Thursday, December 31, 2009

An offer you just can't refuse

"The purpose of the complaint, then, is to enable the appropriate magistrate... to determine whether the 'probable cause' required to support a warrant exists. The [magistrate] must judge for himself the persuasiveness of the facts relied on by a complaining officer to show probable cause. He should not accept without question the complainant's mere conclusion that the person whose arrest is sought has committed a crime." -- Girodenello v. U.S., 357 US 480, 486 (1958)

"An affidavit for a search warrant is sufficient to establish probable cause if, from the totality of the circumstances reflected in the affidavit, the magistrate was provided with a substantial basis for concluding that probable cause existed." -- Serrano v. State, 123 SW3d 59-63 (Tex.App. -- Austin 2003, no. pet.)

A magistrate is to view an affidavit in support of a search warrant in a neutral and detached manner in order to ensure that a person's rights under the United States Constitution, the Texas Constitution and the Texas Code of Criminal Procedure are protected.

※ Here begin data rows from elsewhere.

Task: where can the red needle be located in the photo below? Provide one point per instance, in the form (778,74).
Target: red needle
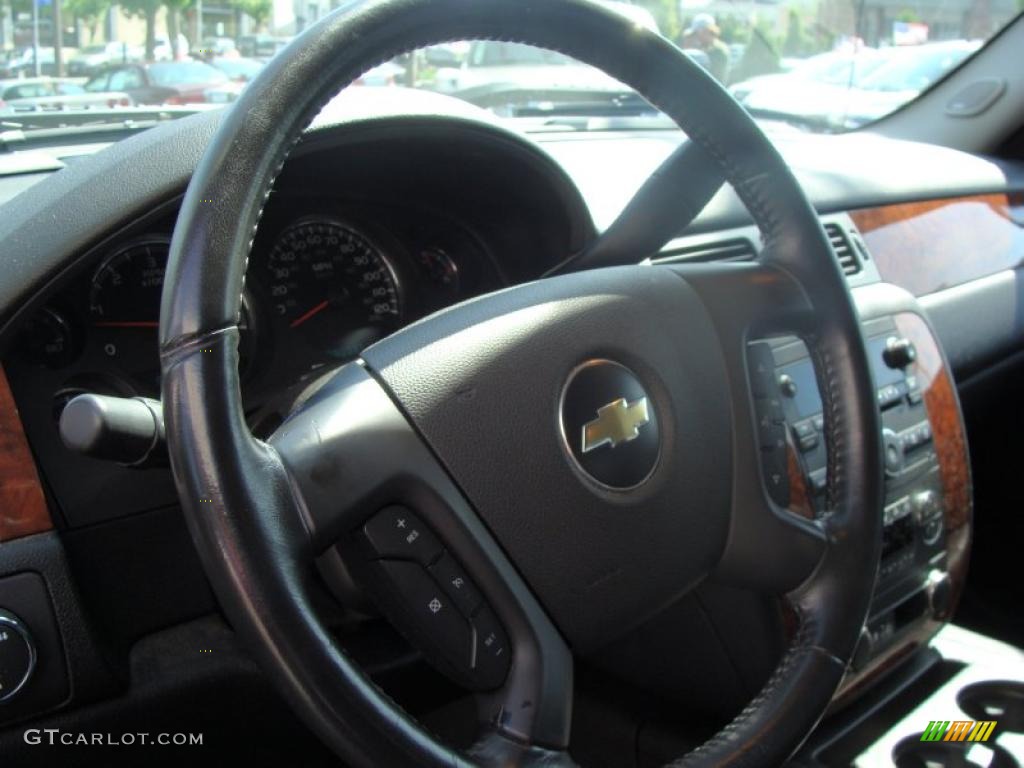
(126,324)
(318,308)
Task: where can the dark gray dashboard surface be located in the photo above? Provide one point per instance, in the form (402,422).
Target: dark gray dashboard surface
(838,172)
(91,199)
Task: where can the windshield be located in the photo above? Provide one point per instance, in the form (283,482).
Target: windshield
(818,65)
(184,73)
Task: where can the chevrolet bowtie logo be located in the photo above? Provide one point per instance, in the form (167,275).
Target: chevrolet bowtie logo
(616,423)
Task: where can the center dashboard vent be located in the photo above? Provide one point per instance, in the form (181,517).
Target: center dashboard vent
(734,249)
(844,249)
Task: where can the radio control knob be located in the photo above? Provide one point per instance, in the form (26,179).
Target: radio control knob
(893,448)
(940,593)
(899,352)
(926,505)
(17,655)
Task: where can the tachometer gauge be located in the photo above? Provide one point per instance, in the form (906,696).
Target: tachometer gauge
(332,285)
(124,308)
(126,289)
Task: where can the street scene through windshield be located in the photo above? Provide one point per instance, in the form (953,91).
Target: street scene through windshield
(821,65)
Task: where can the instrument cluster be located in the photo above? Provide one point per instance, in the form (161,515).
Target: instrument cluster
(323,284)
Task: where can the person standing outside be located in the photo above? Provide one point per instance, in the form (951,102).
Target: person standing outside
(705,35)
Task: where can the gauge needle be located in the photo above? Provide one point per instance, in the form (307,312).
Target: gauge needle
(318,308)
(126,324)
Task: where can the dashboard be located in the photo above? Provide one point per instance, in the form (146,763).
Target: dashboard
(378,221)
(326,280)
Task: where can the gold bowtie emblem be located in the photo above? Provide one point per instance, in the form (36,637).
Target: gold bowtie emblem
(616,423)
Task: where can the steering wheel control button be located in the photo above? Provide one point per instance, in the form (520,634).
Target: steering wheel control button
(397,534)
(608,425)
(775,466)
(428,616)
(807,435)
(17,655)
(457,585)
(762,365)
(491,650)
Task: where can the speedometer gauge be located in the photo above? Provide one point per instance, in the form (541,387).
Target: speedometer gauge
(327,282)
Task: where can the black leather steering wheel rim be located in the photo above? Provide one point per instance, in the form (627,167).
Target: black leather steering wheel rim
(240,500)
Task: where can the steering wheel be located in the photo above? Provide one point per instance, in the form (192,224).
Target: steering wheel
(583,450)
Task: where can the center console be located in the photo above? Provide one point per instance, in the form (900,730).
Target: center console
(927,483)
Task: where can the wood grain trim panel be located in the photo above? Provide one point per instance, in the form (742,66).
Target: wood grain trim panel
(950,443)
(954,471)
(937,244)
(23,505)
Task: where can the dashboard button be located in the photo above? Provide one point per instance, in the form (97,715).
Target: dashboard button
(806,434)
(396,532)
(430,614)
(457,585)
(776,476)
(762,364)
(492,652)
(818,480)
(770,435)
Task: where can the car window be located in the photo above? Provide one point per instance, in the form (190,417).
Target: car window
(914,73)
(97,84)
(122,80)
(184,73)
(511,54)
(30,90)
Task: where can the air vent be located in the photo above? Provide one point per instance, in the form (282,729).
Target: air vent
(736,249)
(844,251)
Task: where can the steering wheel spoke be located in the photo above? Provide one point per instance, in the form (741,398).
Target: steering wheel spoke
(769,548)
(594,435)
(379,506)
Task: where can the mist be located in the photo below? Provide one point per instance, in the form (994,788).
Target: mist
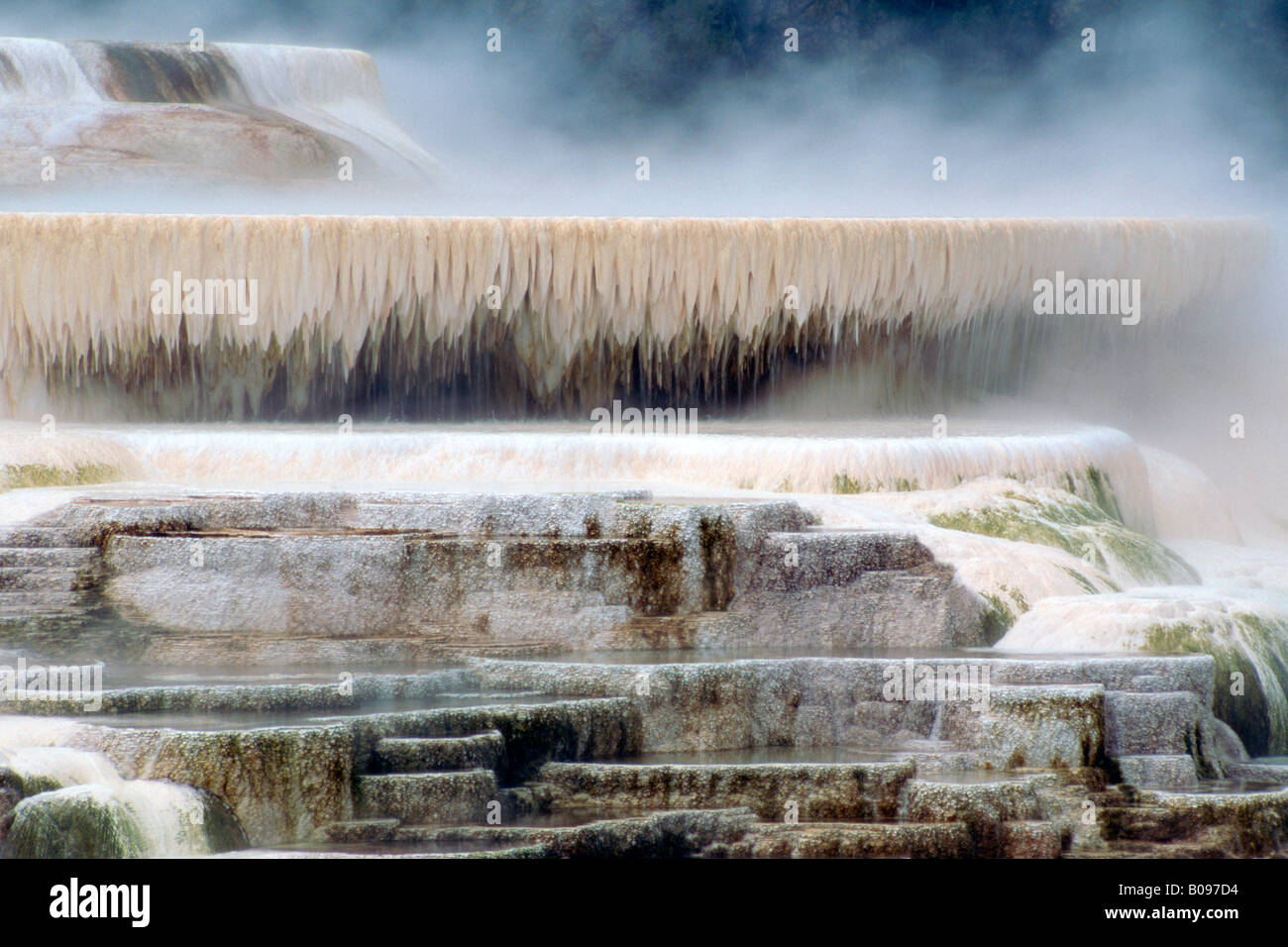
(1146,125)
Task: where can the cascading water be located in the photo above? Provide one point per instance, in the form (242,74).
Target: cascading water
(230,112)
(378,441)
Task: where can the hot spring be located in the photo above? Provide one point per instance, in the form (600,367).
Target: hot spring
(459,535)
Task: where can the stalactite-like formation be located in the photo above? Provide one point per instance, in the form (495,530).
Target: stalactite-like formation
(559,311)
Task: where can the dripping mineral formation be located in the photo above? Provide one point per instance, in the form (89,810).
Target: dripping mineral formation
(415,317)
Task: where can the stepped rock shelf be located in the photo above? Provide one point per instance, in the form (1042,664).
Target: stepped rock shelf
(601,676)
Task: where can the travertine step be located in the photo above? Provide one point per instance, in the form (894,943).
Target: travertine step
(421,755)
(1159,771)
(1029,839)
(428,797)
(67,557)
(39,538)
(38,579)
(362,830)
(1158,723)
(772,789)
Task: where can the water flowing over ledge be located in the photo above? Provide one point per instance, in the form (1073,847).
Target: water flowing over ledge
(232,112)
(550,313)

New Years Eve No Refusal Info: 2 nurses, 2 prosecutors, 1 judge and 100s of officers working DWI enforcement. DWI blood warrants in effect.
One judge to review all of the affidavits in support of a warrant for the forcible blood draw of a Texas motorist? Does that sound like a neutral and detached magistrate? Who are we kidding? Everyone knows the game this weekend -- the cops will arrest motorists they suspect are driving while intoxicated and should that motorist exercise his 5th Amendment right not to incriminate himself by submitting to a breath or blood test, the officers will fill out a cookie-cutter affidavit that the judge will sign because that's what he's there to do.

Meanwhile, if you're out and about this holiday weekend -- be careful out there.